Internet banking has grown rapidly in Greece following the government’s introduction of capital controls in June, to curb a bank run that threatened a to bring down the financial system and force Greece out of the euro. More than 200,000 new internet back accounts have been registered since then, to facilitate customers making domestic transactions.
“These attacks are extremely serious but we were able to boost security and add capacity with the help of local internet service providers,” said one senior Greek banker.
Paul Vlissidis, technical director at cyber security group NCC, said the Armada Collective, which has carried out several attacks in recent months, attempts to extort money from businesses that are vulnerable to attack.
“In effect, they say: ‘Give us bitcoin or we will take you off the internet’,” he explained. “They claim to be able to do significant amounts of damage.” He added that the level of ransom demanded by the group – often the equivalent of only a few thousand pounds – was “targeted at a level where there’s a temptation just to pay it and make it go away”.
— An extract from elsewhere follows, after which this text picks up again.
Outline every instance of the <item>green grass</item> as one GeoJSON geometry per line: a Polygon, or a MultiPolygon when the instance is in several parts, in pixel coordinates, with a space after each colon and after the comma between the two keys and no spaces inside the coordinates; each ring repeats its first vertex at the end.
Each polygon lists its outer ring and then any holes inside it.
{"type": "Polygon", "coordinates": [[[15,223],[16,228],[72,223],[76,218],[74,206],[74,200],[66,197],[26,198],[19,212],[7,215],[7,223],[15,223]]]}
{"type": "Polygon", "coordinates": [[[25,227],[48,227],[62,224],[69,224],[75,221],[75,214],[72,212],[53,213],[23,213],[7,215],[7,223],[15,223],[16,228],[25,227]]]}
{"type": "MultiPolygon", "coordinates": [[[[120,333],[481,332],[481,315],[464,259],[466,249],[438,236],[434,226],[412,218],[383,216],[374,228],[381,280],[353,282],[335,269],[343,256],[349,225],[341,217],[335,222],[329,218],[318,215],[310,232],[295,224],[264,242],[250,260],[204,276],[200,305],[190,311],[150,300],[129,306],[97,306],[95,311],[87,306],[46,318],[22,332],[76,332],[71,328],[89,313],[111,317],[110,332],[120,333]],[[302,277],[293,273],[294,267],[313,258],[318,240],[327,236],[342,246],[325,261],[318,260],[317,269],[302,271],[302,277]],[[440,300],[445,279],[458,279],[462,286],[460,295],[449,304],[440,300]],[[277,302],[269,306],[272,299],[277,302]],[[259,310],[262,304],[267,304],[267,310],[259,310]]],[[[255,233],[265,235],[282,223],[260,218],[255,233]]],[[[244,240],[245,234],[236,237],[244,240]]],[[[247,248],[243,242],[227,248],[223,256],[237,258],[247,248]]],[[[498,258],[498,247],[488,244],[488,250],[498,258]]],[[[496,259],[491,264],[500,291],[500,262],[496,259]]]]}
However, Mr Vlissidis said there was no way of proving that the new attackers are from the ‘Armada Collective’, or simply trying to imitate the group by using “a similar modus operandi”.
On Thursday, they demanded a ransom of 20,000 bitcoin from each of the three Greek banks, according to the central bank.
DDoS attacks are a rudimentary technique in internet terms, but can result in websites being offline for several hours – causing significant disruption to a bank or consumer business.
Several email providers have seen their services hit by hackers claiming to be from the Armada Collective group. In September, the Swiss government warned that the group was blackmailing local email providers.
ProtonMail, an encrypted email start-up set up by CERN researchers in Geneva, was hit earlier this month, while similar groups HushMail, VFEMail and RunBox were also targeted within days of the attacks.